Dealing with reporters

As a former journalist, I recall that what usually happens is that there is usually an informal off the record chat before the official interview is audio and/or visually recorded. It is not clear if PC Thompson had an off the record chat with Islands Business on 16/6/2019.

The transcript read, “Do you want to sack him?” “Yes I want to,” Thompson replied. “But didn’t you head the committee that selected Professor Ahluwalia in the first place?” IB asked.

“Yes, that’s the unfortunate thing,” answered Thompson, before adding: “But this was before this other trait of him was noticed.”

The reporter could have pressed him to explain what he meant by ‘trait.’ Perhaps Thompson was not referring to the allegations per se but to the leaking of the confidential report which he may have felt did not afford natural justice to those named in the allegations. We do not know for sure because there was no clarification.

In highly polarising situations like the USP saga, it might be better for the faction with the least media sympathy to ask for written questions to which carefully considered responses can be provided. This is better than the ‘off the cuff’ comment.

The reason is that most media do not report everything one says. For example, TV media tends to look for sound bites that can be covered in a 3-minute news item.

Some have commented on how PC Thompson has sometimes sounded recalcitrant. On June 23 he said, “I don’t agree with the decision by the council but it has powers to make the decisions it made.”

However, in an article on June 30 in the Fiji Sun it is noted that, “It appears that the Council’s decision to overturn the decision to suspend the Vice-Chancellor and the Council’s subsequent decisions are in excess of the Council’s powers.

“It appears that Mr Thompson had indeed done everything by the books.”

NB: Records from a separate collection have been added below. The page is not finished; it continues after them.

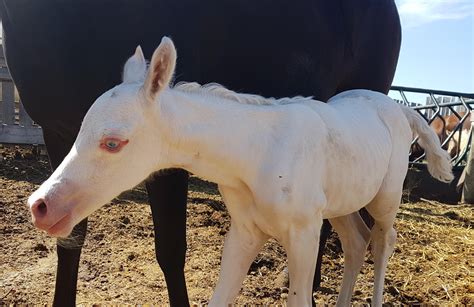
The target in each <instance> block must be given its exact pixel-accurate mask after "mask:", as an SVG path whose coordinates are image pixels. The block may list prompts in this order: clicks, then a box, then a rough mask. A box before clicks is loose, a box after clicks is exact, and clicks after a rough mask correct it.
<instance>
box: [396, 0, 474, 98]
mask: <svg viewBox="0 0 474 307" xmlns="http://www.w3.org/2000/svg"><path fill="white" fill-rule="evenodd" d="M396 3H397V6H398V9H399V13H400V17H401V20H402V35H403V37H402V47H401V52H400V59H399V62H398V67H397V72H396V74H395V80H394V82H393V84H394V85H400V86H410V87H422V88H430V89H439V90H448V91H459V92H467V93H474V0H397V1H396Z"/></svg>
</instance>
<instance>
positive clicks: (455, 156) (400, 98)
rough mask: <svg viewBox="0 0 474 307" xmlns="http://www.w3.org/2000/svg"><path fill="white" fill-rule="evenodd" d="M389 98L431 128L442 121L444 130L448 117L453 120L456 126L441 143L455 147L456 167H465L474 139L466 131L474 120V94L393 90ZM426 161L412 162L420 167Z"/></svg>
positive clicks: (397, 89) (418, 89)
mask: <svg viewBox="0 0 474 307" xmlns="http://www.w3.org/2000/svg"><path fill="white" fill-rule="evenodd" d="M390 96H391V97H392V98H394V99H395V100H396V101H397V102H398V103H401V104H404V105H406V106H409V107H411V108H413V109H414V110H416V111H418V113H420V114H421V115H422V116H423V117H424V118H425V119H426V120H427V121H428V123H429V124H431V123H432V122H433V121H434V120H439V121H441V122H442V124H443V126H444V127H447V122H446V120H447V117H448V116H451V120H455V123H456V124H455V126H454V127H453V128H452V129H451V130H448V131H446V137H445V138H443V139H442V144H441V145H442V146H443V147H445V148H447V147H448V145H450V143H451V144H453V143H455V145H454V146H455V148H454V150H453V152H454V154H453V155H452V163H453V166H455V167H457V166H463V165H464V164H465V163H466V158H467V154H468V153H469V150H470V147H471V138H472V133H469V130H467V131H466V126H468V127H470V126H471V124H470V121H471V120H473V119H474V116H470V114H473V113H471V112H472V110H473V107H474V93H457V92H449V91H439V90H431V89H420V88H411V87H402V86H392V88H391V90H390ZM463 132H464V133H463ZM466 132H468V133H466ZM415 144H417V139H414V140H413V143H412V145H415ZM461 144H462V145H464V146H461ZM424 157H425V155H424V154H423V155H419V156H414V157H412V158H411V161H410V162H411V164H414V165H416V164H420V163H422V162H423V159H424Z"/></svg>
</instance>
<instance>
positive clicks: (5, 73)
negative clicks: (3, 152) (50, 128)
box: [0, 46, 44, 144]
mask: <svg viewBox="0 0 474 307" xmlns="http://www.w3.org/2000/svg"><path fill="white" fill-rule="evenodd" d="M0 83H1V85H0V90H1V94H0V97H1V98H2V100H1V104H0V143H11V144H44V140H43V133H42V130H41V127H39V126H38V125H36V124H35V123H34V122H33V120H32V119H31V118H30V117H29V116H28V114H27V113H26V111H25V109H24V108H23V104H22V103H21V101H20V99H19V98H18V93H16V90H15V85H14V84H13V81H12V78H11V76H10V73H9V71H8V68H7V65H6V61H5V57H4V54H3V48H1V46H0Z"/></svg>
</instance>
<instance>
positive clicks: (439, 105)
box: [0, 48, 474, 166]
mask: <svg viewBox="0 0 474 307" xmlns="http://www.w3.org/2000/svg"><path fill="white" fill-rule="evenodd" d="M0 83H1V86H0V90H1V95H0V97H1V104H0V143H10V144H44V140H43V135H42V130H41V127H39V126H38V125H36V124H35V123H34V122H33V120H32V119H31V118H30V117H29V116H28V114H27V113H26V111H25V109H24V108H23V105H22V103H21V101H20V100H19V98H18V94H17V93H16V91H15V86H14V84H13V81H12V78H11V76H10V73H9V72H8V68H7V66H6V61H5V57H4V54H3V48H0ZM390 96H391V97H392V98H394V99H395V100H396V101H398V102H399V103H402V104H405V105H407V106H410V107H412V108H413V109H415V110H417V111H418V112H419V113H420V114H422V115H423V116H424V117H425V118H426V120H427V121H428V122H429V123H431V122H432V121H433V120H435V119H436V118H439V119H440V120H441V121H443V122H444V121H445V119H444V116H446V115H450V114H454V115H455V116H456V117H457V118H458V119H459V122H458V124H457V125H456V127H455V128H454V129H453V130H452V131H450V133H449V135H448V136H447V138H446V139H445V140H444V142H443V145H446V144H448V143H449V142H450V141H451V140H453V138H455V137H456V134H458V136H457V139H458V144H459V143H465V144H468V146H465V147H464V148H460V150H458V151H457V153H456V155H455V156H453V160H452V162H453V165H454V166H460V165H463V164H464V161H465V158H466V155H467V153H468V151H469V149H470V143H471V142H470V141H469V142H465V141H464V142H461V141H462V138H463V137H464V138H465V137H466V134H462V133H461V132H462V131H461V130H462V128H463V125H464V123H465V122H466V121H467V120H469V119H468V115H469V113H470V112H471V111H472V109H473V107H474V94H473V93H471V94H468V93H455V92H448V91H438V90H430V89H419V88H409V87H400V86H393V87H392V88H391V91H390ZM471 135H472V133H471ZM467 137H470V136H469V135H468V136H467ZM416 141H417V140H416V139H415V140H414V141H413V143H414V144H415V143H416ZM423 158H424V156H419V157H416V158H415V159H413V161H411V163H412V164H420V163H422V161H423Z"/></svg>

In a situation like this where PC Thompson has a divergent view, it might be more effective to talk directly with Chancellor Lionel Aingimea and key members of the USP Council.

Long protracted battle

From the way the media is reporting the different views of the various personalities, it looks like this is going to be a long, bruising, bitter and protracted battle.

Nauru, Samoa and Tonga for example, have been fulsome in their contempt for the processes followed by PC Thompson. This could create further tensions between these countries and Fiji at a challenging time when we are currently overwhelmed by the COVID 19 pandemic.

One of the difficulties of Pacific conflicts is that although we may not agree with the person we are siding with, we are often forced to his side because of kinship or considerations of being a fellow Fijian citizen.

The USP saga has the potential to drag the Pacific region down on a dark road that polarises us and destroys the greater good that USP has so far achieved.

In light of this, I plead with Thompson to prayerfully consider taking the Christ-like action of stepping down as Pro-Chancellor for the greater good of USP and the Pacific region.